Larger machines than those outlined above can be provisioned, these are considered specialised virtual machines capable of supporting machine learning and high-performance computing. You should consider the potentially significant cost implications involved in using these.
- Large GPU Optimised (8 Core CPU, 56GB memory)
- X-Large GPU Optimised (16 Core CPU, 110GB memory)
NOTES:
Before resizing a VM, users should be notified to save their work to project/output folders.
Users will continue to incur system costs on their VM until they click ‘Stop VM’ (or until the next scheduled shutdown).
A user connection error indicates a problem with the user’s network i.e. no internet connection, firewall or web proxy is preventing access.
Users are reminded via email about rebuilds 24 hours prior.
Run jobs offline using local disk space
Users who work across multiple projects can request local disk space through their administrator. This will enable their VM to run jobs offline, however, there is a cost associated with this. Unlike the standard SEAD storage costs where users pay only for the storage they actively use, users will be charged for the amount of local disk space allocated, regardless of whether that storage ends up being used.
For indicative charging please refer to the below table:
Size | Flat fee per month | Max cost per month |
---|---|---|
32gb | $5.01 | $14.71 |
128gb | $20.01 | $52.94 |
512gb | $80.02 | $192.32 |
1 tb | $160.04 | $345.54 |
The way local disk storage works is datasets are stored on a remote file share. Only the active machine has network access to this location, the inactive VM does not. When running jobs offline, the inactive machine can continue to run a program as it still has access to the data since it is no longer using the remote file share.
To use local disk space, navigate to the Virtual Machine page and select the VM assigned to the user requesting local disk space.
From the user's specific VM page, scroll down to ‘Local Disk’ and select the ‘Attach Disk’ button.
You will then be asked to select the disk size by expanding the drop menu. Once the disk size has been selected, click the ‘Submit’ button to continue.
NOTE: Be aware that larger disk sizes may incur additional charges.
You will then be asked to confirm whether you wish to attach a local disk to the VM. Ensure the user has saved their work to project/output folders.
The system will then attach the local disk. You can view the progress of the task via the Action Log.
Databricks
Databricks is a platform available in your SEADpod as a non-standard product for users to undertake data engineering, data science and analytics. Your organisation or area will have agreed to utilise a predetermined number of Databricks workspaces. Like Virtual Machines and storage, administrators can provision more workspaces, but this will incur additional costs. The following information is a basic guide to the capability and provisioning of Databricks in SEAD. There is extensive information about the actual use of Databricks online.

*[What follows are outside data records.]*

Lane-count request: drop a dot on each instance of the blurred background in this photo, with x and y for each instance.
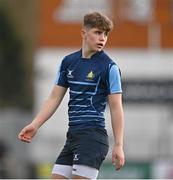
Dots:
(34, 37)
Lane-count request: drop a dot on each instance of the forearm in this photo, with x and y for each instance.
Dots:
(117, 117)
(50, 106)
(46, 111)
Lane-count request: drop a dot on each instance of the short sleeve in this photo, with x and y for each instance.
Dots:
(114, 80)
(61, 77)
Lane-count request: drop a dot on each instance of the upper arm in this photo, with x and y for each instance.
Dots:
(61, 77)
(115, 101)
(114, 80)
(58, 92)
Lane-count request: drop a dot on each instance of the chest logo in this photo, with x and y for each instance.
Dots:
(90, 75)
(69, 75)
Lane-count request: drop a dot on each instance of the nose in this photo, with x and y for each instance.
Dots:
(102, 37)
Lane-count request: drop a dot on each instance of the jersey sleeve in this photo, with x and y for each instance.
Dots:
(61, 77)
(114, 80)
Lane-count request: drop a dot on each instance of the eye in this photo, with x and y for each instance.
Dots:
(98, 32)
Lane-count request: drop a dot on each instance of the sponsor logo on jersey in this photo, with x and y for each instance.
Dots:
(90, 76)
(69, 75)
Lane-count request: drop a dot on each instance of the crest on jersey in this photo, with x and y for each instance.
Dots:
(90, 75)
(69, 75)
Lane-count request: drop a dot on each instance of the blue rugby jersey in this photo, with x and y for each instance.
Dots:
(90, 81)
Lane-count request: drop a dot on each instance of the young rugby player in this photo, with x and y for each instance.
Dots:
(93, 79)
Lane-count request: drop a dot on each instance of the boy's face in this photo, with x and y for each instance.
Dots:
(94, 38)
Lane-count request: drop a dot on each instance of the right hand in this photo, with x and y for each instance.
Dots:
(27, 133)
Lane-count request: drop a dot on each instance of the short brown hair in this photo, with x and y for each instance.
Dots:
(97, 20)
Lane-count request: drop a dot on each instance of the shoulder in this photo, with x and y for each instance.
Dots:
(107, 61)
(72, 56)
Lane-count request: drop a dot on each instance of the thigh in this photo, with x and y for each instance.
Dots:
(66, 155)
(61, 172)
(91, 150)
(84, 172)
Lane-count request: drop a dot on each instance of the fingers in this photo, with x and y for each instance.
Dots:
(24, 136)
(118, 162)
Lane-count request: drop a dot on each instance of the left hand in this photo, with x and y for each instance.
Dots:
(118, 158)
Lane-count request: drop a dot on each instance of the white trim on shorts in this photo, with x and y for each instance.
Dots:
(64, 170)
(79, 170)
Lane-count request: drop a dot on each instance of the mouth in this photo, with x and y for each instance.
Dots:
(100, 45)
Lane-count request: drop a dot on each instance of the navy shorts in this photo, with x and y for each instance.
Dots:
(85, 147)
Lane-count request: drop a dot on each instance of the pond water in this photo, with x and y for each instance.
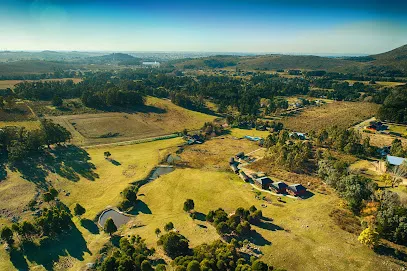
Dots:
(161, 170)
(118, 218)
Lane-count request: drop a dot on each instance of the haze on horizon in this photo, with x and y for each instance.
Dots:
(257, 26)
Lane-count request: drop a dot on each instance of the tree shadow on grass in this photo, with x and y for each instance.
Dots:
(3, 171)
(114, 162)
(140, 207)
(392, 252)
(70, 244)
(257, 239)
(200, 216)
(267, 225)
(69, 162)
(90, 226)
(18, 260)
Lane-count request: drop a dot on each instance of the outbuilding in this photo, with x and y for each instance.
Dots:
(244, 176)
(263, 182)
(234, 168)
(296, 190)
(279, 187)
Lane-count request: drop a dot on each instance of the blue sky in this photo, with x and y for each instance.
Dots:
(291, 26)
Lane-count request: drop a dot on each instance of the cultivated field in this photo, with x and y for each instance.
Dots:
(159, 117)
(88, 179)
(11, 83)
(342, 114)
(214, 154)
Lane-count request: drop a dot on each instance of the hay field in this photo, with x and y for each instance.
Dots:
(164, 118)
(11, 83)
(214, 154)
(342, 114)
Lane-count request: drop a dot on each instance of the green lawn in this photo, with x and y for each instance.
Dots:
(301, 235)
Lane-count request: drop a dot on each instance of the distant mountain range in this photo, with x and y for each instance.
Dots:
(392, 60)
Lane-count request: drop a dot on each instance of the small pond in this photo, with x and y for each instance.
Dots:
(118, 218)
(161, 170)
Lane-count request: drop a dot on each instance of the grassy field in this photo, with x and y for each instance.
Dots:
(11, 83)
(160, 117)
(300, 236)
(214, 154)
(239, 133)
(131, 163)
(342, 114)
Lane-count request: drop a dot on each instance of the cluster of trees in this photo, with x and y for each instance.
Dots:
(132, 254)
(394, 107)
(237, 224)
(112, 97)
(129, 198)
(355, 189)
(397, 148)
(49, 224)
(16, 143)
(291, 154)
(391, 218)
(219, 256)
(344, 140)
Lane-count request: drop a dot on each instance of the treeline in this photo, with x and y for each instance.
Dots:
(17, 143)
(394, 108)
(383, 213)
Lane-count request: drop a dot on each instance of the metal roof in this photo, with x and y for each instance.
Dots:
(394, 160)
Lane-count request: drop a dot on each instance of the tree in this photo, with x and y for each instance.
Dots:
(146, 266)
(79, 210)
(189, 205)
(107, 154)
(193, 266)
(57, 100)
(47, 197)
(109, 226)
(387, 179)
(259, 266)
(369, 237)
(175, 244)
(157, 232)
(6, 234)
(169, 226)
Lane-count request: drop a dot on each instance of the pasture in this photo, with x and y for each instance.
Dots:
(297, 235)
(94, 186)
(342, 114)
(159, 117)
(11, 83)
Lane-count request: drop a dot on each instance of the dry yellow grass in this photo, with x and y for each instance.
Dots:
(11, 83)
(342, 114)
(214, 154)
(90, 129)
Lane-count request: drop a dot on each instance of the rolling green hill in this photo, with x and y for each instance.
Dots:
(396, 58)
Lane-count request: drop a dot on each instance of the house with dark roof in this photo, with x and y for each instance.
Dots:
(263, 182)
(395, 161)
(244, 176)
(279, 187)
(296, 190)
(234, 168)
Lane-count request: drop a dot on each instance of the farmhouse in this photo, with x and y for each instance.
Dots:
(244, 176)
(234, 168)
(154, 64)
(296, 189)
(395, 161)
(263, 182)
(279, 187)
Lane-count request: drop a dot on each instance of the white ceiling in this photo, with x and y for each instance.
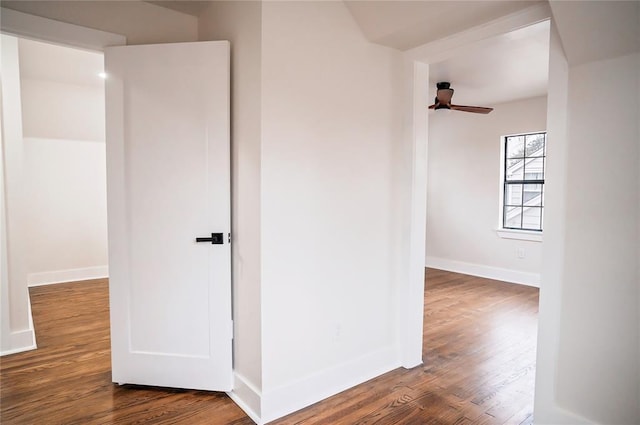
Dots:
(193, 8)
(406, 24)
(509, 67)
(50, 62)
(597, 30)
(500, 69)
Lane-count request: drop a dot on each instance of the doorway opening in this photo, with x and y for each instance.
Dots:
(509, 72)
(64, 164)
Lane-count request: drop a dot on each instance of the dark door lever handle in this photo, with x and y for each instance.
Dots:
(215, 239)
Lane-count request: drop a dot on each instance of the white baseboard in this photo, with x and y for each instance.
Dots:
(497, 273)
(247, 397)
(20, 341)
(69, 275)
(292, 397)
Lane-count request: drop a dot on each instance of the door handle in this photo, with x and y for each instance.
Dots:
(215, 239)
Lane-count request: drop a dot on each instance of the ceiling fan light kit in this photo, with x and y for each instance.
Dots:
(443, 101)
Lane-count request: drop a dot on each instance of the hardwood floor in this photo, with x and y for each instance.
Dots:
(480, 338)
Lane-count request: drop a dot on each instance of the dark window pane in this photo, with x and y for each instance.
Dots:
(515, 147)
(532, 194)
(513, 194)
(534, 145)
(531, 218)
(515, 169)
(513, 217)
(534, 166)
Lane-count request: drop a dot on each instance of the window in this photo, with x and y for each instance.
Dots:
(523, 165)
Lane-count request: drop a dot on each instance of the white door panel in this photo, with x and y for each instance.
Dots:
(168, 182)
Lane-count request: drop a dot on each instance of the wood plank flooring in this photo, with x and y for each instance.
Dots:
(479, 338)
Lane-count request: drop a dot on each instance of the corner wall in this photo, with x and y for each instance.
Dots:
(331, 115)
(241, 24)
(598, 359)
(17, 328)
(464, 189)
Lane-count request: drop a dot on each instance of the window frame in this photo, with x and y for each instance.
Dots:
(520, 233)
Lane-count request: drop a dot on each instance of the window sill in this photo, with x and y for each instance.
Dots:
(523, 235)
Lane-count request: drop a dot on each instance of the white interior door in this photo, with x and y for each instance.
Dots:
(168, 177)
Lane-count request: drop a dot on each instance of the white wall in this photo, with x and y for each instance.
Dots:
(588, 367)
(240, 23)
(598, 366)
(56, 110)
(64, 170)
(17, 328)
(464, 188)
(330, 119)
(65, 210)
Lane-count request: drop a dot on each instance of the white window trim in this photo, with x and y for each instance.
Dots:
(524, 235)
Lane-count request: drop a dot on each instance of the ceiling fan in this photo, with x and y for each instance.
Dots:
(443, 101)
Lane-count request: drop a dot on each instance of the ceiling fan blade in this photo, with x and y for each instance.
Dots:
(444, 96)
(475, 109)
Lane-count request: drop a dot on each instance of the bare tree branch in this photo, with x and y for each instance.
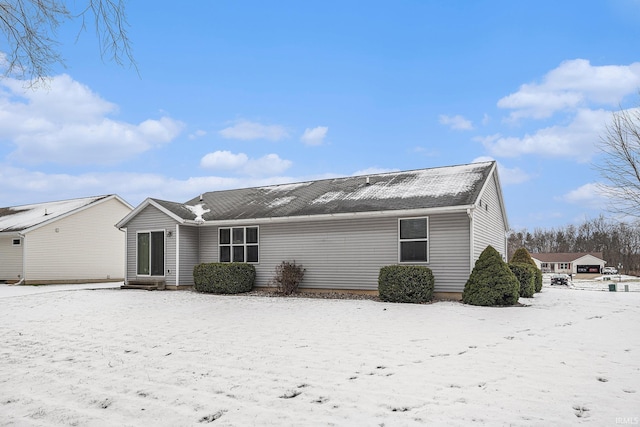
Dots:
(620, 166)
(30, 44)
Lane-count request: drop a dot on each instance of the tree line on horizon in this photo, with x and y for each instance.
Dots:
(617, 241)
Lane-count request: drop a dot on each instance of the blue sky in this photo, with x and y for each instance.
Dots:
(232, 94)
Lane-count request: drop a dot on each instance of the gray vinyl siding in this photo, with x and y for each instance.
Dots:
(10, 258)
(189, 243)
(152, 219)
(489, 222)
(348, 253)
(449, 251)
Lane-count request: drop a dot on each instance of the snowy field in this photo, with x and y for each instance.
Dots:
(102, 357)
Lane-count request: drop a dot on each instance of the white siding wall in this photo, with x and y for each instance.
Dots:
(82, 246)
(10, 259)
(152, 219)
(489, 223)
(348, 254)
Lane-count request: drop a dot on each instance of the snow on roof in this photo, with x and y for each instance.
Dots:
(198, 210)
(420, 183)
(449, 186)
(19, 218)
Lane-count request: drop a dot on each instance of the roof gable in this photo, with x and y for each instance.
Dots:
(452, 186)
(565, 256)
(25, 217)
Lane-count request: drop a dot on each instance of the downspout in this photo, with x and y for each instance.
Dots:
(21, 281)
(471, 239)
(126, 255)
(177, 255)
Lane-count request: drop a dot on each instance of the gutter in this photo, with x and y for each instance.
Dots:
(300, 218)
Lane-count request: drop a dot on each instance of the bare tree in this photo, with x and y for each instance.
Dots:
(29, 28)
(620, 166)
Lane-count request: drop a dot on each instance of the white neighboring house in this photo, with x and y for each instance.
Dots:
(69, 241)
(569, 262)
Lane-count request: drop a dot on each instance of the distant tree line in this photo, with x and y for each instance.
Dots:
(619, 242)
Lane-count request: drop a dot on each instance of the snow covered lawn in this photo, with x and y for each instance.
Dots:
(114, 357)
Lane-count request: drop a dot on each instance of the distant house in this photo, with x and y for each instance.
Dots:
(569, 263)
(69, 241)
(341, 230)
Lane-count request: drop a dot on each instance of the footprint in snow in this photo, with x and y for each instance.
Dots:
(212, 417)
(291, 394)
(581, 411)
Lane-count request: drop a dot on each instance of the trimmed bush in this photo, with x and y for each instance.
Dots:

Databricks provides users with an integrated environment to work together on projects, from building and running virtual machine learning tools, to creating interactive dashboards. Databricks also offer a range of tools for data exploration, visualisation and analysis. It can be used to build pipelines for streaming data processing, as well as to create application that can be deployed in the cloud.
Use of Databricks is at the discretion of the business areas managing their projects. Organisations can choose to have Databricks workspaces allocated, however they are not a necessity in an organisations use of SEAD. SEAD has a range of standard tools that are available to users. If users need more storage space or compute power for data processing and analysis beyond what is provided as standard, Databricks is available as an option for SEAD partners to consider.
To enable the Databricks workspace:
- Open the Projects page by clicking on the ‘Projects’ tab from the side navigation panel on the left.
- From the Project page, Click on the hyperlinked project ID to go to the project specific page where you can view the information about it in more detail.
- On the right of your Project page, you will see a Databricks field containing a button that states ‘Enable Databricks’. Click on this button to enable a Databricks workspace for the selected project.
NOTE: Databricks workspaces can be deallocated by SEADpod administrators through this same process.
The SEAD Shared Library has the documentation required for users to setup Databricks Users will also have access to the Databricks Academy training program, which is an online library of Databricks training guides. To access the Databricks Academy, users will need to register an account at https://customer-academy.databricks.com using their mydata.abs.gov.au email address.
The following Databricks cluster policies will be made available to provisioned Project Owner workspaces, utilising all available worker nodes (maximum 5 workers):
Instance | Server purpose | Max autoscale workers | CPU | RAM/Databricks Units |
---|---|---|---|---|
DS3 v2 | General purpose | 5 | 4 | 14GB/0.75 |
D13 v2 | Memory optimized | 4 | 8 | 56GB/2 |
F16s v2 | Compute optimized | 4 | 16 | 32GB/3 |
Cluster policies are rules that govern how clusters are created and managed. Nodes are the individual machines that make up a cluster.
Each node has its own CPU, memory and storage resources. Nodes work together to process data in parallel, allowing for faster processing times.
Additional cluster policies can be made available upon request to the ABS. Monthly Databricks workspace usage is capped at $2,500 per workspace. Administrators can monitor costs from the ‘Cost Analysis’ field within the Project page.
NOTE: The monthly usage limit serves only as a soft limit designed to guide usage for the purpose of cost management. Exceeding a soft limit does not result in an immediate halt, but instead prompts attention and consideration for appropriate action by the project.